This is just expert comic storytelling, with a caption giving us a casual contrast to the violent domination Thanos has just wrought. But this is also still the exposition phase of our story, the time before the call to adventure where we’re in Thanos’ status quo, and what Cates’ establishes here is that normal life is one in which Thanos just *shrug* obliterates the Chitauri, a race so fearsome it was the villain in the first Avengers movie.
The rest of the book reads like a game of Cates one-upping himself from there.
Marvel’s Commitment and Support
Thanos Wins is the most significant run at Marvel since Tom King’s 2015 Vision, and I’m drawing that connection to note one way that Marvel did not let history repeat. After Vision, DC swooped in and snapped King up. Marvel must have figured out what it had in Cates, because they signed him months before Thanos' first issue dropped.
And good on them.
Support like that is key to a story as big and seemingly limitless as Thanos Wins. In an endnote for the run's finale, Cates notes he was shocked that Marvel let him do the things in this book. He doesn’t mention this, but Marvel also supported Cates over Jim Starlin, the character’s creator.

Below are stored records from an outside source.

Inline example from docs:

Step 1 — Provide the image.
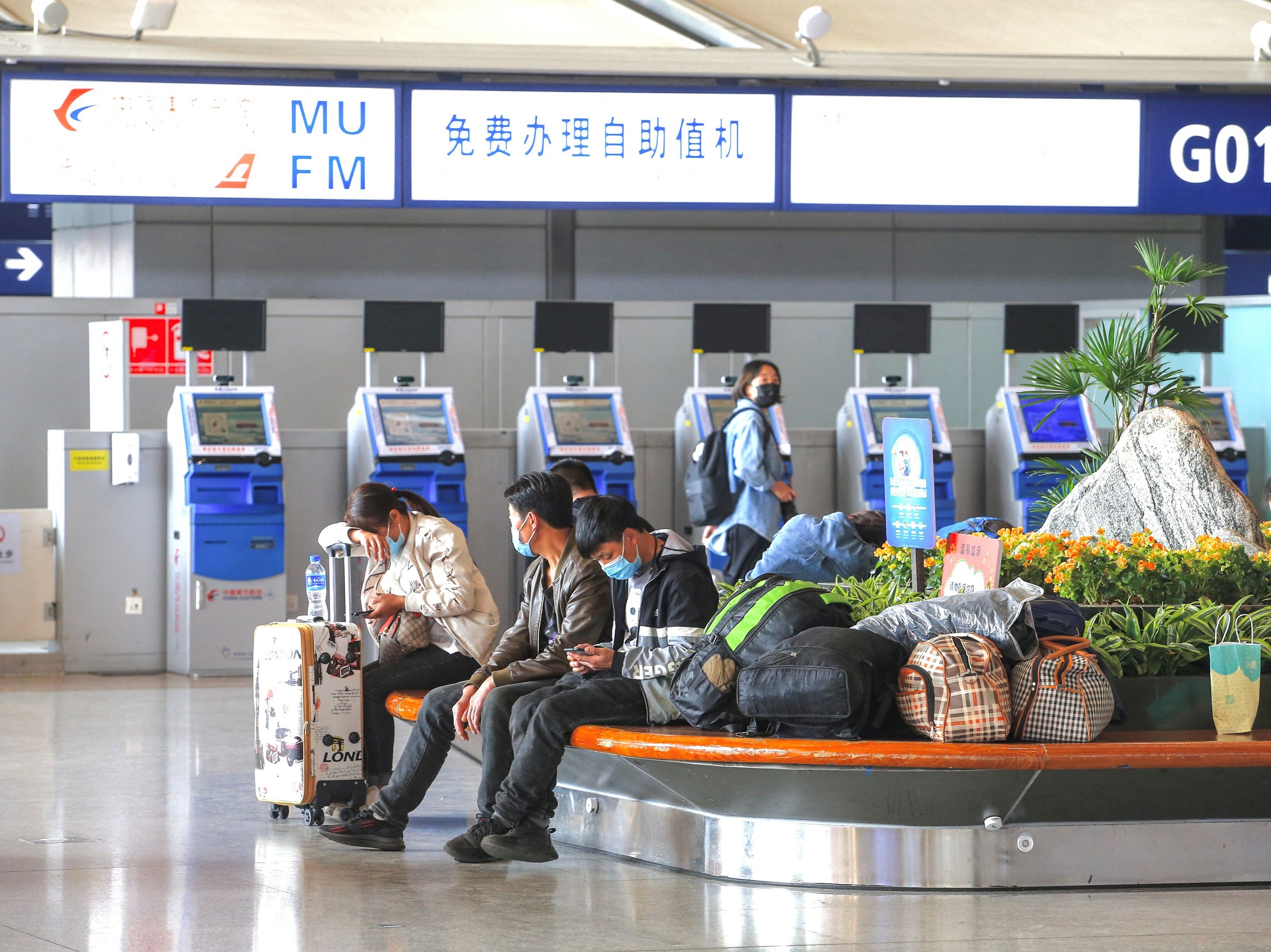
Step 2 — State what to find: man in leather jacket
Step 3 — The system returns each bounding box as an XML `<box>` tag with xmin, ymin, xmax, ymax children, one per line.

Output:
<box><xmin>319</xmin><ymin>473</ymin><xmax>613</xmax><ymax>862</ymax></box>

See, Starlin was at work on a three-part graphic novel series that he said had a plot close to what Cates did here. No one has gone into detail, so it’s tough to know how much it truly overlapped, but what is known is that Starlin felt Marvel choose Cates’ work over his own, and he quit the publisher because of it.

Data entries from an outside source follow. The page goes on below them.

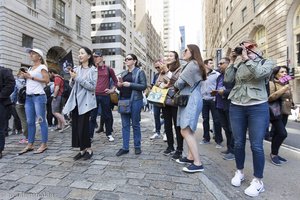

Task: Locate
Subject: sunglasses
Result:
[125,58,133,61]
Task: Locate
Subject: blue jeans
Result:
[229,102,269,178]
[89,95,113,138]
[121,99,143,150]
[153,105,161,133]
[0,102,9,153]
[25,95,48,144]
[202,99,223,144]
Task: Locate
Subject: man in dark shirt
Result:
[90,52,118,142]
[0,66,16,159]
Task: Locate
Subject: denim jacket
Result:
[121,67,147,101]
[224,58,276,104]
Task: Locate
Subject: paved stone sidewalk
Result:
[0,111,226,200]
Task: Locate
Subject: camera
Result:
[234,47,243,55]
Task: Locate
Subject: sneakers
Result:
[223,153,235,160]
[200,139,210,144]
[116,149,129,156]
[182,163,204,173]
[244,178,265,197]
[277,155,287,163]
[107,135,115,142]
[19,138,28,144]
[231,170,245,187]
[163,133,168,142]
[150,133,161,140]
[171,150,182,160]
[176,157,194,164]
[163,147,175,156]
[270,154,281,166]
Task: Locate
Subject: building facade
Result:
[205,0,300,103]
[0,0,91,71]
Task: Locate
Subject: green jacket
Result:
[224,58,276,104]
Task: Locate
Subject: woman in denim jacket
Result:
[224,40,275,196]
[63,47,97,160]
[116,54,147,156]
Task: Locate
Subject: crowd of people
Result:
[0,39,294,196]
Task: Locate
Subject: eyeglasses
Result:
[125,58,133,61]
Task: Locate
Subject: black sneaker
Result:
[116,149,129,156]
[134,148,142,155]
[171,150,182,160]
[182,164,204,173]
[270,155,281,166]
[163,147,175,156]
[176,157,194,164]
[83,151,93,160]
[277,155,287,163]
[73,152,86,160]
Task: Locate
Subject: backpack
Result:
[17,86,26,104]
[61,79,72,99]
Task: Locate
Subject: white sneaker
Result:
[163,133,168,142]
[231,170,245,187]
[150,133,161,140]
[107,135,115,142]
[244,178,265,197]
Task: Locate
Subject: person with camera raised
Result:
[224,39,275,197]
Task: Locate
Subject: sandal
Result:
[33,146,48,154]
[18,147,34,155]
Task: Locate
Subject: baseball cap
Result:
[93,51,102,57]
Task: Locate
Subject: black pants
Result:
[202,99,223,144]
[271,115,288,155]
[217,109,234,154]
[72,106,91,151]
[162,106,183,151]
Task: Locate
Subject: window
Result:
[76,15,81,35]
[242,7,247,22]
[27,0,36,9]
[253,0,259,13]
[22,34,33,48]
[52,0,65,24]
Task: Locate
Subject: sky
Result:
[171,0,204,49]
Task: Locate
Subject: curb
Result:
[199,173,229,200]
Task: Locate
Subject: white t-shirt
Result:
[26,65,48,95]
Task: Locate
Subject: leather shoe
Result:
[135,148,142,155]
[116,149,129,156]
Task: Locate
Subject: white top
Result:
[26,65,48,95]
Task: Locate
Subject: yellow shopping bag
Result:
[147,86,169,107]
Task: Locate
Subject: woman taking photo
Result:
[63,47,97,160]
[116,54,147,156]
[269,66,294,165]
[174,44,206,173]
[155,51,183,160]
[19,49,49,155]
[224,40,274,197]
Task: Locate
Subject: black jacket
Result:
[0,66,16,106]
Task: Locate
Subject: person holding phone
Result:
[63,47,97,160]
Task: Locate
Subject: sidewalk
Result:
[0,111,300,200]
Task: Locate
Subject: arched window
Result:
[255,26,268,57]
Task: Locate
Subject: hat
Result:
[93,51,102,57]
[26,48,46,63]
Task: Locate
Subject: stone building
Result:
[204,0,300,103]
[0,0,91,71]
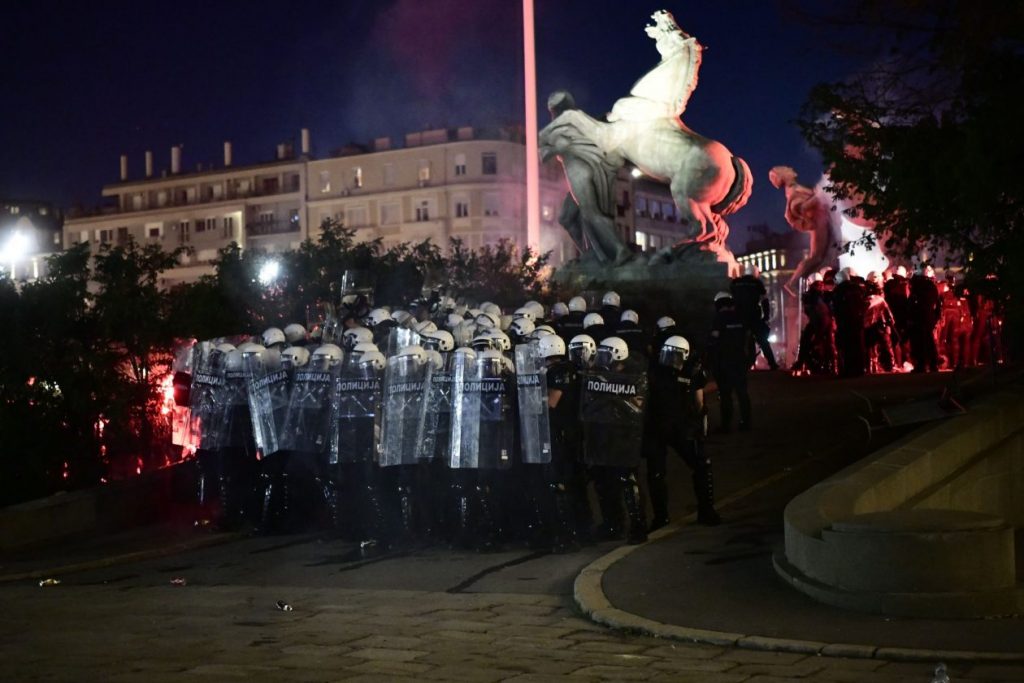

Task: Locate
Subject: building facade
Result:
[62,127,682,287]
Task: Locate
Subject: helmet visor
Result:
[657,346,690,370]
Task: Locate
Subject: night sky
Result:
[0,0,870,246]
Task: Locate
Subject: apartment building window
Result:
[416,200,431,222]
[483,193,502,216]
[345,206,370,227]
[381,202,401,225]
[480,152,498,175]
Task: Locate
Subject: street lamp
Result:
[258,259,281,287]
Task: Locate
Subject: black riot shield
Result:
[580,371,647,467]
[417,356,453,460]
[515,344,551,465]
[280,362,341,455]
[331,356,382,463]
[447,353,480,469]
[378,355,427,467]
[476,354,515,469]
[243,353,292,457]
[186,342,226,451]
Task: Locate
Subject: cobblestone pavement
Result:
[0,583,1024,683]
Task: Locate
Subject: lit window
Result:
[483,193,501,216]
[381,202,401,225]
[480,152,498,175]
[416,200,430,222]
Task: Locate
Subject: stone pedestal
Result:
[552,249,730,350]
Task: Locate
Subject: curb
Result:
[572,520,1024,664]
[0,531,244,584]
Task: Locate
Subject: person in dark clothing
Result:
[554,296,587,344]
[907,265,942,373]
[831,267,867,377]
[538,335,592,552]
[882,265,910,368]
[612,310,650,359]
[643,336,721,531]
[708,292,754,432]
[729,263,778,370]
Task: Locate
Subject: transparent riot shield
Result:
[379,355,427,467]
[417,357,452,460]
[515,344,551,465]
[449,353,480,469]
[243,354,292,457]
[476,354,515,469]
[580,371,647,467]
[331,356,382,463]
[280,361,341,455]
[187,342,226,451]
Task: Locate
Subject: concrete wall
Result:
[775,389,1024,616]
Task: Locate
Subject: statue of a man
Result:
[540,90,633,265]
[768,166,831,293]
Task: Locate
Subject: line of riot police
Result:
[176,293,718,552]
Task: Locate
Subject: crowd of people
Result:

We don’t know enough to say what Cates’ role (if any) was, and, really, I’m not sure it matters in the context of this conversation. As Oliver Sava noted in an AV Club piece early during Thanos Wins, “it’s all part of a bigger conversation about creator rights as superheroes continue their pop culture dominance.”
I think that’s true, and thus we'll save further examination until we can give the topic the space it deserves.
Thanos Wins
I’ll bring this home by noting Cates' work here is enough for me to buy his future Marvel books without hesitation. I’m also reading his creator-owned series Babyteeth and Redneck, and I'd place him in rarefied air with the aforementioned King and Jeff Lemire, whose work I also buy unconditionally.
What I find maybe the most interesting about Cates is he’s a pretty straight-forward storyteller, rarely toying with form or meta dialogue. He’s kind of a classic writer, in that his stories are driven hardest by character choices, with all plot growing from that. He seems to have an obsession with what drives people to violence that he’s dissecting in his work, and he’s not afraid to use an everyman voice in narration, or go the other way and sound like a poem. Call him the Cormac McCarthy of comics. Too much? Whatever.
Anyway, I’m glad he landed at Marvel and I hope he stays. Marvel’s risk-friendly editorial team seems better suited for Cates’ sensibilities. I should, however, note he has so far shown himself expert at contained mini series with big endings, and is yet to drive a book long-term like Jason Aaron on Thor, or Bendis on Ultimate Spider-Man. If Cates' Twitter is to be believe (and it's not, he literally said he wasn’t doing Venom a day before it was announced he was doing Venom), plans are for Venom to run for many, many issues. I don’t care much for Venom as a character, but with Cates writing, I’m downright excited to check that book out.